Mandel looked up. ‘That’s it. There’s a table here on the page opposite with those stats which tell the real truth. But really, what he said, it was unforgivable. Most people think he gave the interview to accelerate his transfer to another club.’
‘That’s certainly the way I read it,’ I said. ‘Then again, there’s no doubt he was genuinely depressed. This is Seroxat. You don’t take this unless there’s a real problem. I wonder if the team doctor knew he was using this shit.’
Mandel shrugged, collected the packet of Cialis in his enormous paw and pulled a face.
‘Or that.’
‘Any man of his age who can’t get it up for a woman like Bella Macchina has a problem, all right. That’s a better reason to get depressed than not getting the ball in the back of the net.’
‘Erectile dysfunction is often a corollary of depression.’

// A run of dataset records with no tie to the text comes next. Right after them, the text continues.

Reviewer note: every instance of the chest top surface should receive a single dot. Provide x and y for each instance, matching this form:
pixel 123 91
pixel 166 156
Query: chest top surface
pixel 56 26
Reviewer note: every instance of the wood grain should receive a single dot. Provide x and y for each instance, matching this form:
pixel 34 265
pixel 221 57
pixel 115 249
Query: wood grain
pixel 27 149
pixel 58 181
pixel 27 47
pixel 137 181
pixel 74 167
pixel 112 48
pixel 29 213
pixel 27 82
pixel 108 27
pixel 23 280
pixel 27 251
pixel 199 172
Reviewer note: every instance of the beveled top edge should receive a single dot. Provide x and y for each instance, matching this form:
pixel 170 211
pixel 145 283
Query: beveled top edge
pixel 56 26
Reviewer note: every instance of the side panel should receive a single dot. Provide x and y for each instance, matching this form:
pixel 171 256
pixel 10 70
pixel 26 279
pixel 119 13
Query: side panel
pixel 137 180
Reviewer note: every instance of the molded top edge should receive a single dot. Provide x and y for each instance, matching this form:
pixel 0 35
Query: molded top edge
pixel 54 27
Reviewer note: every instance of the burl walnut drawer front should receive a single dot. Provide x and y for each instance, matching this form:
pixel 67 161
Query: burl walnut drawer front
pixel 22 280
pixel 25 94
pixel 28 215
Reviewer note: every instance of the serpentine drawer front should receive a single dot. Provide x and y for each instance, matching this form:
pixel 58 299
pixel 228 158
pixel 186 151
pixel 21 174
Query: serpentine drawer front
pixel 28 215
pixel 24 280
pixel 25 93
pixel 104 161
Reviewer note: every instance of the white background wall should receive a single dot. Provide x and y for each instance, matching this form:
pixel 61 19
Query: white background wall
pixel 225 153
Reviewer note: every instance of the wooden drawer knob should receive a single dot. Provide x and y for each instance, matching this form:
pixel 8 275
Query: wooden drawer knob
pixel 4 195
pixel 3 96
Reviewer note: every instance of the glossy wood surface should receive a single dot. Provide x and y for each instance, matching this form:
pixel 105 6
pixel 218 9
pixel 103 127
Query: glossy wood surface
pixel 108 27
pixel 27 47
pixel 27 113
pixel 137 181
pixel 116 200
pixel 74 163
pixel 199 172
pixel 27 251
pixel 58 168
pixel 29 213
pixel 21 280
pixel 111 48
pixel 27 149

Mandel grinned. ‘Maybe in England, monsieur. But not here in France. We get depressed but we’re never so depressed that we could stop fucking.’
We went into the bedroom where I quickly found a drawer full of bondage equipment: chains and manacles, collars and restraints. And it was only now that I noticed the mirror on the ceiling immediately above the bed, which I pointed out to Mandel.
‘Maybe he likes fucking a lot,’ suggested Mandel. ‘In which case he might have needed the Cialis. Even a man as young and fit as Jérôme Dumas can require a little help now and again. I wish we’d had this stuff when I was his age. Especially if I had known what I now know, which is that you get to a certain age and you don’t fuck at all. With or without Cialis.’